Stream channel alteration effects on population of northern pearl dace
Dr. Jonathan Spurgeon, U.S. Geological Survey, Nebraska Cooperative Fish and Wildlife Research Unit; School of Natural Resources, University of Nebraska-Lincoln
Joseph Spooner, Nebraska Game and Parks and University of Nebraska - Lincoln
Northern pearl dace is a tier-II threatened species in Nebraska. The distribution of northern pearl dace in Nebraska represents the southernmost extent of the species range and is isolated from the core distribution. Northern pearl dace in Nebraska reside in prairie streams of the Sandhills Ecoregion and are an important indicator species that is intolerant of degradation (decreased macrophyte coverage, incision of the stream channel sedimentation, etc.) caused by stream geomorphic changes (i.e., channelization). There is a lack of understanding regarding how stream geomorphic changes such as fragmentation and channelization affect northern pearl dace demographic parameters and population connectivity among Sandhills Ecoregion streams. Estimating the population size and survival of rare and at-risk species is challenging as capture-recapture data can be difficult to obtain. However, estimates of the effects of geomorphic alterations on these parameters are crucial to understand how degradation and restoration of distinct habitat features could impact northern pearl dace populations.

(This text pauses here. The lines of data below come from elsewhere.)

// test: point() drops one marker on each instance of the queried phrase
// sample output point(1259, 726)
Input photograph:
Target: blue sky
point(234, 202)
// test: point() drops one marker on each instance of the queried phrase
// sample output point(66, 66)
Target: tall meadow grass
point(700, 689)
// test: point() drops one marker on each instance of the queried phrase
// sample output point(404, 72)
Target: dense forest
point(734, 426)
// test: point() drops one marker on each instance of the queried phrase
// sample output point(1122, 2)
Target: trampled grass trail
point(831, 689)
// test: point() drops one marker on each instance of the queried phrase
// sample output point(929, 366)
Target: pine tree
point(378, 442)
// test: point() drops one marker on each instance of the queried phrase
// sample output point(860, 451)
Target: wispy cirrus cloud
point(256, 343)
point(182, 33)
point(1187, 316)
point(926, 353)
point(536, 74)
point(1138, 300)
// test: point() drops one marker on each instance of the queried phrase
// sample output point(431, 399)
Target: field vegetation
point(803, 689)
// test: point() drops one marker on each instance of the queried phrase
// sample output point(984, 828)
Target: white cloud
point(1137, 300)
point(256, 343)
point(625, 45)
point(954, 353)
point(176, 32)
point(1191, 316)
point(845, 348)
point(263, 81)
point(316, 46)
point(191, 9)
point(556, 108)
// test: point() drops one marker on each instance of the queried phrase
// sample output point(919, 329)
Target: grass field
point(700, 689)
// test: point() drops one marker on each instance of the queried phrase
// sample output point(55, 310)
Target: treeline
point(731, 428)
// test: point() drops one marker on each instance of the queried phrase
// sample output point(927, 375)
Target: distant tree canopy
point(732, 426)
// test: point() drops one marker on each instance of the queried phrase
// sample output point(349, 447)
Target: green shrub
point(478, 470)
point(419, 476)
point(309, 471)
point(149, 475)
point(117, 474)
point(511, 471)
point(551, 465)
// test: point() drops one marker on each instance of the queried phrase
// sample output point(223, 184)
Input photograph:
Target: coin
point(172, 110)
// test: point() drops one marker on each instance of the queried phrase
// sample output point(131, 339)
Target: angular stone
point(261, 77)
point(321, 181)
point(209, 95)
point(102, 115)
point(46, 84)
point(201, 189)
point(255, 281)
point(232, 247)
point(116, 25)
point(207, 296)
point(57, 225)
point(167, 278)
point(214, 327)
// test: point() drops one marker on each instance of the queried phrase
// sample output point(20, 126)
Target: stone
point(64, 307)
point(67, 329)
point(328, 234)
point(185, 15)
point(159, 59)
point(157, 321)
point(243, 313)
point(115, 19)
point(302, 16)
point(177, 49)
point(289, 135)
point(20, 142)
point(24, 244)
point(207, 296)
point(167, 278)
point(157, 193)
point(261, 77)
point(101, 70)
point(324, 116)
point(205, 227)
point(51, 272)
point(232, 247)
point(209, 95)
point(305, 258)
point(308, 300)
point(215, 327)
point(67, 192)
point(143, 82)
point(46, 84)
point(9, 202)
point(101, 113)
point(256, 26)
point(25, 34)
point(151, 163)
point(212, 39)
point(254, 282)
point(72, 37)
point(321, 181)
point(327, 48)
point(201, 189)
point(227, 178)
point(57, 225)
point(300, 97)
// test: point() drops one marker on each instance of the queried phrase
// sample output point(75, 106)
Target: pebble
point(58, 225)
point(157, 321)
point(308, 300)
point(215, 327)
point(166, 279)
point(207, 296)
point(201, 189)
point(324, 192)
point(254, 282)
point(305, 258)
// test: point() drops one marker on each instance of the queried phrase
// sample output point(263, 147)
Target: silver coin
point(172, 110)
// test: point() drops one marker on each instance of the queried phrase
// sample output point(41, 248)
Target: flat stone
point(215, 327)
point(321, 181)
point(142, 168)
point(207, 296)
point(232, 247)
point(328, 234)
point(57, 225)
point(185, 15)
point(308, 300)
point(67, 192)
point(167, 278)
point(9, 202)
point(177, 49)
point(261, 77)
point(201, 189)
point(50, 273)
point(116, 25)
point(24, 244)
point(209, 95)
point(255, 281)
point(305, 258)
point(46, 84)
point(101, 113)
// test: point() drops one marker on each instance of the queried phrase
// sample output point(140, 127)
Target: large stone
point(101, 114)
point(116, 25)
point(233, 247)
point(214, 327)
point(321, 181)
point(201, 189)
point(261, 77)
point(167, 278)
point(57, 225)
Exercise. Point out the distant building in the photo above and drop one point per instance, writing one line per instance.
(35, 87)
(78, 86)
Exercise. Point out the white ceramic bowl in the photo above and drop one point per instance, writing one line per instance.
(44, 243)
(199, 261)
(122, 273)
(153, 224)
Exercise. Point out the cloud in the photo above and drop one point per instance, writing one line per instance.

Due to the lack of knowledge on population demographics of this species in geomorphically altered streams, this study will address how varying fluvial-geomorphic conditions influence population demographics including survival, movement, and abundance of northern pearl dace in Sandhills Ecoregion headwater streams; and if genetic structure indicates lack of connectivity among northern pearl dace population within the Sandhills Ecoregion due to movement barriers such as culverts.